Хотя я, конечно же, прекрасно знала, что бриллиант находится в моей бальной сумочке и что, когда Марко на меня накинулся, сумочка улетела, как ночная птица, и шлепнулась куда‑то в грязь. Я начала подумывать, чтобы отвлечь его отсюда, а затем самой вернуться и поискать ее.
Я понятия не имела о том, сколько может стоить такой бриллиант, но сумма, конечно, была изрядной.
Марко обеими руками сдавил мне плечи.
– Скажи мне, где он, – произнес он с расстановкой, делая упор на каждое слово. – Скажи мне, где он, или я сверну тебе шею.
И вдруг мне стало на все наплевать.
– Он в моей сумочке. С отделкой из черного гагата. Где‑то здесь, в грязи.
Я ушла, пока Марко на четвереньках ползал по земле, ища во тьме маленький сгусток тьмы, именуемый сумочкой, в котором скрывался от его раскаленных яростью глаз свет бриллианта.
Дорин не было ни в танцевальном зале, ни на автостоянке.
Я старалась оставаться в тени, чтобы никто не заметил травинки и грязь, налипшие мне на платье. Голые плечи и грудь я прикрыла черной накидкой.
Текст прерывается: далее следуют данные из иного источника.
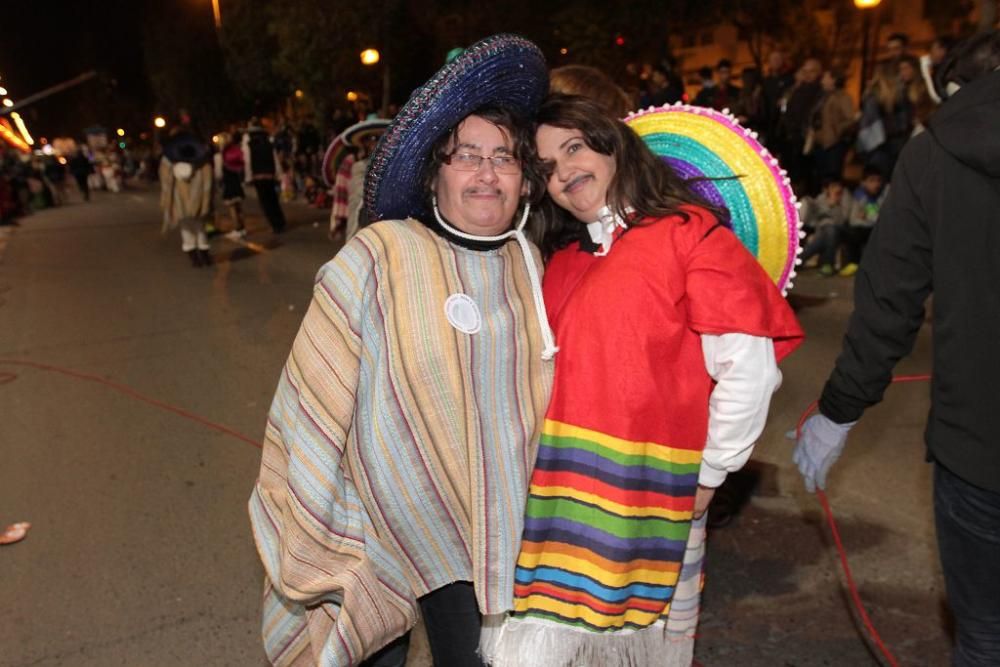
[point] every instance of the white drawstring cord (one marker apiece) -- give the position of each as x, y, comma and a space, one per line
548, 340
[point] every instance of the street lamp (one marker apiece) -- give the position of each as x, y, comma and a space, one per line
372, 57
864, 5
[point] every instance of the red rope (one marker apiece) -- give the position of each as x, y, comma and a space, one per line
128, 391
841, 551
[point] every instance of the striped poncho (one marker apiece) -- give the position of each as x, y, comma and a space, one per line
608, 544
398, 448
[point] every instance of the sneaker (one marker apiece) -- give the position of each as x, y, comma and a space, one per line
849, 270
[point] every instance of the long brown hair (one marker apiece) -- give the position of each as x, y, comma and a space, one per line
642, 180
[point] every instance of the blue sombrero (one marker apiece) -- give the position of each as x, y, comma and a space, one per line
504, 69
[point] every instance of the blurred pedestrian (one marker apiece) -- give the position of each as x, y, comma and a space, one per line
937, 233
794, 124
81, 169
229, 172
263, 169
749, 107
915, 95
723, 94
825, 217
777, 84
897, 47
931, 61
592, 83
186, 193
869, 198
833, 124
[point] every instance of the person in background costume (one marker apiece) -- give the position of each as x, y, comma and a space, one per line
669, 334
229, 170
401, 437
938, 232
186, 193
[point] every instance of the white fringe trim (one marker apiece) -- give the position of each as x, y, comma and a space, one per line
531, 642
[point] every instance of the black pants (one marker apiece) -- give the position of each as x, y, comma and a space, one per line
855, 239
267, 196
968, 531
451, 617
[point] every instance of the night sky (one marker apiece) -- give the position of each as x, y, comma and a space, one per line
45, 42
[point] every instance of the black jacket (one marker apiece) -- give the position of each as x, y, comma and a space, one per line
939, 231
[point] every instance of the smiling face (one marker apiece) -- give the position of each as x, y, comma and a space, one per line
580, 175
480, 202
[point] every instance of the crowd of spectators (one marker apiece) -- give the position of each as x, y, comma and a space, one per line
817, 131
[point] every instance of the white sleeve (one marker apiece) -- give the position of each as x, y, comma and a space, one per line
746, 375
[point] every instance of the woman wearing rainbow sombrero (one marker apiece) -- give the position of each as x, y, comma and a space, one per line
669, 333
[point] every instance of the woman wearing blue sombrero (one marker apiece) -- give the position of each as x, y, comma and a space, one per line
399, 444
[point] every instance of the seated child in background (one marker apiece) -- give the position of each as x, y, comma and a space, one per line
826, 215
287, 181
868, 199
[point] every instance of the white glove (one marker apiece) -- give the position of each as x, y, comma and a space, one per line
818, 448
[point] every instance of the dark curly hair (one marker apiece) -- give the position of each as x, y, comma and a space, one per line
642, 180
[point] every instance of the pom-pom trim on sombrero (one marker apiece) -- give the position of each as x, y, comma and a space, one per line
743, 176
504, 69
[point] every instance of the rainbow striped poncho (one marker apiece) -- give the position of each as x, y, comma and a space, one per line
609, 513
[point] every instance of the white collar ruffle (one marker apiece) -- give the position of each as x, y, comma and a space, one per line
602, 232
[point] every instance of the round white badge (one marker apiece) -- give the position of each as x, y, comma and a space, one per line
463, 313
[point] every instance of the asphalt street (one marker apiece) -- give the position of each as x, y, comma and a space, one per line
140, 550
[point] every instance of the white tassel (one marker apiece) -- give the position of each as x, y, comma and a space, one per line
538, 643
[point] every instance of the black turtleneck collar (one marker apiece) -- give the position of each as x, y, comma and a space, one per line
468, 244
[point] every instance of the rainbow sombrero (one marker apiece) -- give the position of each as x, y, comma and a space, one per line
739, 174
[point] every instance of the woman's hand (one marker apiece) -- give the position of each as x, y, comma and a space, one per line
702, 498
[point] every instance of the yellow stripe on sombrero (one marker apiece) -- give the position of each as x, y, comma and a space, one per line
631, 447
583, 612
763, 193
604, 577
600, 501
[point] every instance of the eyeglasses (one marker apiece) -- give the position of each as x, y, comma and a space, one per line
502, 164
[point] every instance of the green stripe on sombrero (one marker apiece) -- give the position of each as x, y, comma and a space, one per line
618, 457
731, 189
773, 215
К счастью для меня, танцевальный вечер уже подходил к концу, и люди целыми компаниями покидали зал и шли на автостоянку. Я приставала с просьбой подвезти, пока в конце концов не нашла свободное место в машине, подбросившей меня до центра Манхэттена.
В призрачный час между полной тьмой и рассветом солярий на крыше «Амазонки» был совершенно пуст.
Спокойно, как взломщик «на деле», я подошла к самому парапету в своем цветастом халате. Парапет доходил мне почти до плеча, поэтому я придвинула шезлонг, стоявший в ряду подобных у стен, расставила его и вскарабкалась на зыбкое сиденье.
Довольно сильный ветер поднял дыбом мои волосы. У ног спал гигантский город, его здания были черны, как плакальщицы на похоронах.
Это была моя последняя ночь.
Я схватила охапку платьев, которую притащила сюда, и потянула из нее первое попавшееся. В руках у меня оказались безразмерные трусики, за время носки уже порядочно растянувшиеся. Я помахала ими, как флагом, возвещающим о капитуляции, – раз, другой, третий. Ветер занялся ими, и я отпустила.